Así como lo dice el autor de El hermano mayor, de mano en mano pasaban las primeras ediciones de sus textos de ficción, todas independientes. De hecho, Estokolmo se publicó originalmente en España y conseguirlo por acá era casi imposible. Pero lo dijimos: eso hoy cambió. A través de Criatura, ese y otros títulos están disponibles en librerías. No deja de ser una suerte.

“Me acuerdo de que leí Estokolmo y fue como una piña”, cuenta Julia Ortiz, editora de Criatura. “Él tenía tremendo oído para las cosas cercanas, para captar el ritmo del barrio. Vos leés a Escanlar y escuchás a los personajes, escuchás la marginalidad un poco bohemia de los ochenta y los noventa. Le dio mucha vida al realismo y al sentir del lenguaje. De hecho, Estokolmo se acaba de reeditar en una editorial de Miami y a mí me llamó mucho la atención porque ¿cómo viaja ese lenguaje? ¿Se puede realmente traducir su jerga? El editor, por lo pronto, me ha dicho que sí. Y la historia lo vale”.

Para Ortiz, el paso del tiempo ha logrado que aquella figura que explotaba en los medios quede de lado y que empiecen a aparecer lectores que se acercan a él sin conocer esa faceta. Ella cuenta que esos ojos virginales y desprejuiciados le están haciendo mucho bien a su literatura.

“Me ha pasado en las ferias de encontrarme jóvenes que no saben o no conocen a la figura de Escanlar, que no tienen idea de aquel perfil. Lo empiezan a leer con otros ojos. Y es importante porque no hay un gran relato de la generación posdictadura, y estos escritores son los exponentes que tenemos de ese tiempo, donde todo parecía estar, básicamente, perdido. Hay una desesperanza tan tremenda en él, en Lalo Barrubia, que me parece que está bueno rescatar porque es el espíritu de una época. Creo que de Escanlar va a quedar su obra. No los desbordes y las excentricidades”, reflexiona.

Como Ortiz, Mella y Olguín coinciden en que es importante la revalorización que ha tenido en los últimos años el autor y los nuevos ojos que se posan sobre él.
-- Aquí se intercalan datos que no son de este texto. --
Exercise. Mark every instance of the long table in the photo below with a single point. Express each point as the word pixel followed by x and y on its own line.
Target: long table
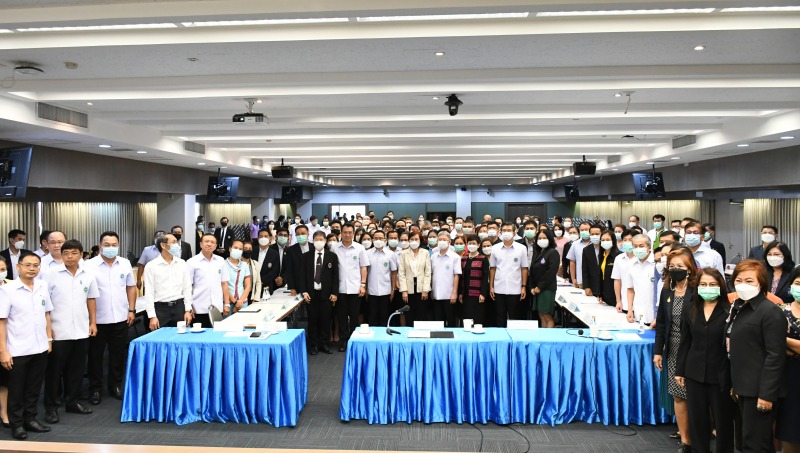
pixel 542 376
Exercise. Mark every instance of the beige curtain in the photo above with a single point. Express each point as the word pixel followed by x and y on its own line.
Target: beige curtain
pixel 782 213
pixel 619 211
pixel 133 222
pixel 19 215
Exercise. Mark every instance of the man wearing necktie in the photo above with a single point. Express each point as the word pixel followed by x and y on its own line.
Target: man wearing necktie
pixel 318 283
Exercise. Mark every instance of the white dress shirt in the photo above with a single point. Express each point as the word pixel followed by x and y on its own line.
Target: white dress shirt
pixel 508 262
pixel 207 277
pixel 444 268
pixel 24 309
pixel 166 282
pixel 112 284
pixel 381 265
pixel 351 260
pixel 69 294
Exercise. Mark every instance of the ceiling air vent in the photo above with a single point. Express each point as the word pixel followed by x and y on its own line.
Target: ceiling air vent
pixel 61 115
pixel 683 140
pixel 193 147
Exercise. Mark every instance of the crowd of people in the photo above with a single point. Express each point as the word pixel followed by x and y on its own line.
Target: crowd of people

Es la prueba de que su frescura generacional fue, sin embargo, transversal al tiempo.

Y así, Olguín dice: “Podríamos hacer una variación del proverbio ‘Pinta tu aldea y pintarás el mundo’ diciendo: ‘Sé un escritor de tu tiempo y serás eterno’. Escanlar es un escritor de su época, con su amor por la cultura pop, sus enojos con la literatura más alabada de aquellos días (que en gran parte sigue siendo la más alabada hoy), su búsqueda de un lenguaje contemporáneo. Todo eso resulta muy atractivo hoy en día, con la ventaja de que ahora tal vez no resulte tan provocador y eso permita disfrutar más de sus virtudes literarias”.

Y así, Mella dice: “En él hay una postura. Eso me resulta necesario, y creo que es una de las cosas que va a hacer que su obra perdure. Siempre me gustó eso de escribir ‘en contra de’. De tener ubicado al enemigo y escribir desde la trinchera. Hay gente que dice que ese enemigo era Benedetti, pero yo creo que es lo que representaba: el bienpensante. Con la mayoría de los que hablo sobre él coincidimos en que es un alivio leer a alguien que zafó”.

Y así, Gustavo Escanlar se atomiza. Está en las páginas. En los párrafos salvajes. En columnas sobre 25 años de democracia, en los provocadores poemas y relatos del principio, en los textos que aparecieron en el medio y que dejaron una cicatriz en el anquilosado ecosistema actual. Escanlar aparece en palabras que se aguantan en la cornisa y que saben enfrentarse al vacío y no caer en la tentación. Pero si se tiran, atención: no nos queda otra que tirarnos atrás. Flotar con ellas. Flotar en el vacío de Escanlar, que es profundo, hondo, montevideano, urgente, asesino, duro, espectacular. El gusto en la boca después del golpe contra el suelo es áspero. La sensación en el pecho después de leerlo es cruda. Siempre es nueva. Siempre es actual. Y estremece: es como si estuviera vivo.